NASA astronauts Megan McArthur and Shane Kimbrough will join JAXA's Akihiko Hoshide and ESA's Thomas Pesquet on that flight, which will follow Crew-1, currently scheduled for sometime in late September after Demo-2 concludes. This is a regular mission, meaning the crew will be staffing the International Space Station for an extended period -- six months for this stretch, sharing the orbital research platform with three astronauts who will be using a Russian Soyuz spacecraft to make the trip.
That means there will be seven total crew members sharing the Station at once, which is an increase of its usual full complement of six. It sounds like that's going to become the new normal according to NASA, with the extra person meaning that the crew can "effectively double the amount of science that can be conducted in space."
If it doesn't sound like the math works out on that, consider that ISS crew members spend a lot of their time on routine maintenance and operational tasks.
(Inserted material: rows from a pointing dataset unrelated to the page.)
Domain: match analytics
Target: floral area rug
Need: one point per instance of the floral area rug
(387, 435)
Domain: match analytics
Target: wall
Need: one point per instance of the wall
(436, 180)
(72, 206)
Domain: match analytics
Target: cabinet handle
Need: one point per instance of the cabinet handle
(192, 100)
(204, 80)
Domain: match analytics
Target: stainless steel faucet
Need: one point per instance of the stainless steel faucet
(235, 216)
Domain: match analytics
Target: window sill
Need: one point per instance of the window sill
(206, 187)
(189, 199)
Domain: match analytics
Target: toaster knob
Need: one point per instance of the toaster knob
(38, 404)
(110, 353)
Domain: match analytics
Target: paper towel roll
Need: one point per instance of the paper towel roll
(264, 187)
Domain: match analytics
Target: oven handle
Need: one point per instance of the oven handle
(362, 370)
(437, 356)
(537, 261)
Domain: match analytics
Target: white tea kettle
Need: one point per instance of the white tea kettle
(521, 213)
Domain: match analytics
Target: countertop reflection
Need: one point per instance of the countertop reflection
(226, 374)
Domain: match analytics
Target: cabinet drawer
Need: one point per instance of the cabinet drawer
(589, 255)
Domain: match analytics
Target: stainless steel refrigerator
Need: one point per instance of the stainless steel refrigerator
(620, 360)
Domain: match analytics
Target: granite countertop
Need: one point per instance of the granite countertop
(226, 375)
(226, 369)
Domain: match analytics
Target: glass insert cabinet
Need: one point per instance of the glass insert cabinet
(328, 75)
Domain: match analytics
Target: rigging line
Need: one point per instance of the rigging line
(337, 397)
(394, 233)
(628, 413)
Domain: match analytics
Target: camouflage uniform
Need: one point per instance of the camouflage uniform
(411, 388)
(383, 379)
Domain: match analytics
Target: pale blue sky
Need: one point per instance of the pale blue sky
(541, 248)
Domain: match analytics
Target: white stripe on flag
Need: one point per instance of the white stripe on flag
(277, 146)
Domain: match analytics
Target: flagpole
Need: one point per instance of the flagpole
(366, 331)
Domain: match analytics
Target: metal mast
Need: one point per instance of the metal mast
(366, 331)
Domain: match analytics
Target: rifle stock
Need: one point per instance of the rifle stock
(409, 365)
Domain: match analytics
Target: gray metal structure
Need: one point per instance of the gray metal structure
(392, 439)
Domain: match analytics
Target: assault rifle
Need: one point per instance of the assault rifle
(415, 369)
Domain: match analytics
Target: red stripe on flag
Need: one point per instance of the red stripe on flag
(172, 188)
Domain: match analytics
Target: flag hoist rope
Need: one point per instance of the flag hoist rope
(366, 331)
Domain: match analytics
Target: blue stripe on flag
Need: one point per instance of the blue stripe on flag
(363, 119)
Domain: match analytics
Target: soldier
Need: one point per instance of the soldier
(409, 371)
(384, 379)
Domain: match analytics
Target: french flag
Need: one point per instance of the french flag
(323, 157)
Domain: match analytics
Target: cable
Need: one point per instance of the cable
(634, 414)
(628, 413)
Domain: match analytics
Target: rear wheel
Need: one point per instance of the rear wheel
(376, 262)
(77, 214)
A seventh person on board helping with those everyday activities should indeed free up a lot of additional time for people to conduct experiments and do research, as it means less time split for needed, but unscientific, activities involved in keeping the orbital platform operating well.
All members of this crew have previously spent time in space, but this will be McArthurs' first trip to the International Space Station. Her last trip to space was aboard the Space Shuttle in 2009, when she participated in the final servicing mission for the Hubble Space Telescope. McArthur is also the wife of fellow astronaut Bob Behnken, who is currently at the ISS having launched on Crew Dragon for its first-ever human spaceflight.